The purpose of such a predictive model which tries to foresee the bot presence is to combine various econometric parameters that can effectively gauge the website presence of a company and enable the management to take pre-emptive measures that can potentially help to avoid any breakdown distress to the company.
In this project we present our analysis of the data at hand as we go on selecting various subsets of the huge feature space available to us. We try to compile and compare each and every result as we step from a niave modelling to a more nuanced and standard one. We have employed some of the most widely used classification algorithms for this project namely;
Random Forest
Balanced Bagging
Gradient Boosting
Easy Ensemble Technique
We began our analysis by visualizing the sparsity of the two target classes (bot and non-bot) in our dataset. Once we were assured of the huge class imbalance in the data we were going to work on, we began to speculate that the prediction could very well be an anamoly detection problem.

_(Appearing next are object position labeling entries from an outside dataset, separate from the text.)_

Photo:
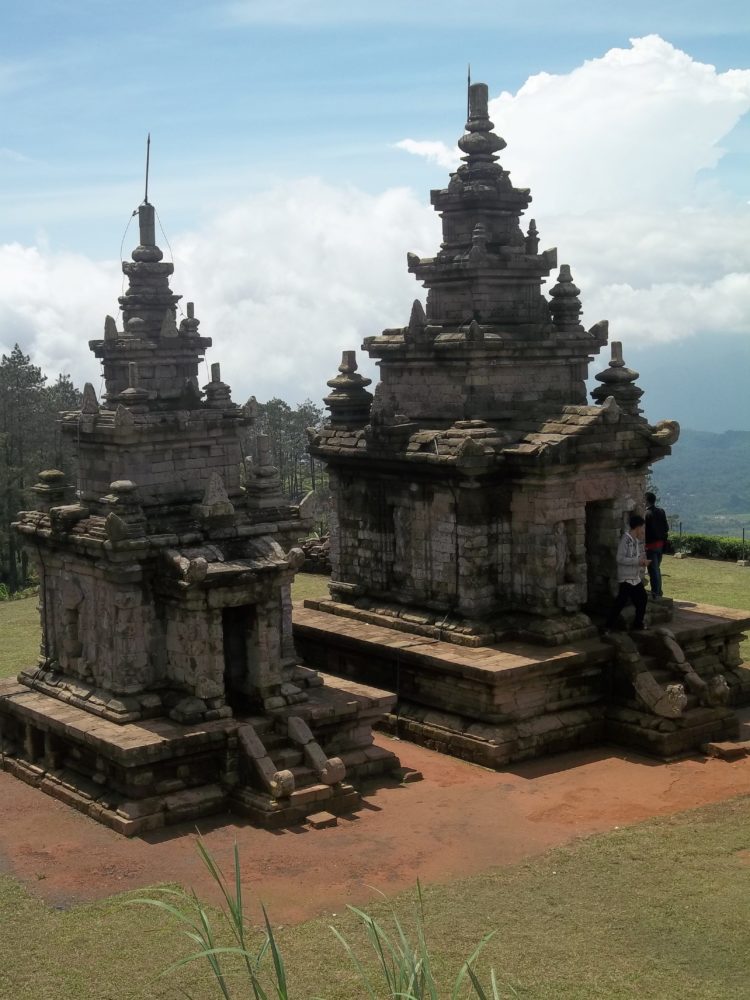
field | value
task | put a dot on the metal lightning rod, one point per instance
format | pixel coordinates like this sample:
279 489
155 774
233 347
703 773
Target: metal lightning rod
148 158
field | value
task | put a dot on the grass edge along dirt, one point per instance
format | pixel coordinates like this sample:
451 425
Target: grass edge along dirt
403 963
656 910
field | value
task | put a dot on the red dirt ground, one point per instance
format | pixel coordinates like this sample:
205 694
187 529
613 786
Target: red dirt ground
460 820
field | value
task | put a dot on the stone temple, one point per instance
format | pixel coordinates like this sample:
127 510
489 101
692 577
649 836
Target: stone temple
477 501
167 685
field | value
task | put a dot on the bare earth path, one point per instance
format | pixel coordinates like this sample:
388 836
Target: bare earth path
459 821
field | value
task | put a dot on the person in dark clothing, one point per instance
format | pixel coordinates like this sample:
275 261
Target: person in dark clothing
631 561
657 532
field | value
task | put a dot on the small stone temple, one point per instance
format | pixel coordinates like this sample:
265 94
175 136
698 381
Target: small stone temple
477 501
167 685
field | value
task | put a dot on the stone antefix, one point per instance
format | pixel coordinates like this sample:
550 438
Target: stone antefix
477 502
168 685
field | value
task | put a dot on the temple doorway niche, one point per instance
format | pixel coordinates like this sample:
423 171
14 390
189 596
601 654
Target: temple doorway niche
601 548
239 629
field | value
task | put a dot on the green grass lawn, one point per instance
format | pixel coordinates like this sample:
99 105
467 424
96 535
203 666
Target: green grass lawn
655 911
698 580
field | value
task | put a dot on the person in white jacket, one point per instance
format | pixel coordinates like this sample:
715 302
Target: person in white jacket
631 565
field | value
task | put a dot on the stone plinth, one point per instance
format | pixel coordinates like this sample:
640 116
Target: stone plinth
497 704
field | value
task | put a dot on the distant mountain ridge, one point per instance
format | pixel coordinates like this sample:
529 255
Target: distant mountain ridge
706 482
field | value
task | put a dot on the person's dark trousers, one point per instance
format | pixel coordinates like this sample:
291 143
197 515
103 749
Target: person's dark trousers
654 571
629 593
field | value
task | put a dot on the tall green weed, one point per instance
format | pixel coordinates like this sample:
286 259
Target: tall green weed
403 966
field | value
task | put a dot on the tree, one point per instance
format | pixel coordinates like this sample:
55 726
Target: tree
286 428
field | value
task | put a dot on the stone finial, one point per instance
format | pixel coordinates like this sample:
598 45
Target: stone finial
169 325
566 304
126 520
417 322
110 329
124 420
251 409
478 252
133 396
263 487
532 238
350 401
218 393
618 381
191 397
51 489
475 333
89 402
89 410
215 503
479 141
189 325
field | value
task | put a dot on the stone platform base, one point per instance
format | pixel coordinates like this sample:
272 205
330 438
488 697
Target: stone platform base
500 703
276 769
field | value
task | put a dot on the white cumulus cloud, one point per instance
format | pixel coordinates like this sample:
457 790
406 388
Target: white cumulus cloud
621 155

We used box plots to visualize how each feature was distributed over each of the two target classes. This gave us a clear idea as to which variable was contributing more to the bot presence.
As we deep dived into the dataset it become increasingly clear that the classes had a rich overlap and hence could barely be modelled into an class imbalance.
Towards the begining, our approach mainly included reducing the dimensionality of the dataset and getting an ideal number of features which could be modelled with ease and effeciency. We employed some of the most commonly used feature engineering techniques like; Threshold Variance, Information Gain, Random Forest, Lasso and a few others to subset our feature space and remove the ominous curse of dimensionality.
Finally we started the machine learning part on the choosen feature subsets, did cross validation for each of the models' hyperparameters and recorded the performance in each case into a compact dataframe. The evaluation metrics we chose for our project include roc_auc score, f1-score.
ctry_name: Indicated from which country user is from
intgrtdmngmtname: team handling the particular domain for the user
intgrtdoperatingteam_name: Operating team name IP is managed from
city: Indicates from which city ip is coming from
st: Indicates from which state ip is coming from
seclvldomn: (.com)(.net) known as secondary domain for example in google.com(.com is secondary domain and google is primary domain)
device_type: From which device ip is operating from
operating_sys: From which operating system ip is coming from
ip_addr: Indicates the user information from where it's operating in the from of unique IP address
user_agent: From which browser version user is operating to any website
VISIT: How many times ip is visited
ENGDVISIT: How ipaddr or user is getting engaged
VIEWS: How many time user has visited the webpage
pageurl: Website Url ipaddress visiting
wk: indicated the week
mth: indicate the month
yr: indicate the year
pagevwts: Giving full info about when and at what time user has visited any website
target: 1 or 0 whether it's an bot or not
"Classification model was created to conduct an analysis that can detect the Non- Human Traffic presence on website using, Gradient Boosting Classifier & RF."
An EDA is a detailed analysis designed to reveal a data set's underlying structure. It is significant for a business because it identifies trends, patterns, and linkages that are not intuitively clear.
Extreme values that deviate from the majority of other data points in a dataset are known as outliers. They may significantly affect your statistical analysis and distort the outcomes of any hypothesis testing.
A correlation could be positive, meaning both variables move in the same direction, or negative, meaning that when one variable’s value increases, the other variables’ values decrease. Correlation can also be neutral or zero, meaning that the variables are unrelated.
A computer programme that uses a dataset that has never been seen before to detect patterns or make choices is known as a machine learning model. Model training is the process of using a dataset (referred to as training data) to run a machine learning algorithm and then optimising the algorithm to uncover certain patterns or outputs. The trained machine learning model is the resultant function containing rules and data structures.
- Engaged visit and views variable are majorly helped us to identify the bots.
- We were able to recognise bots by counting how often each system was accessed.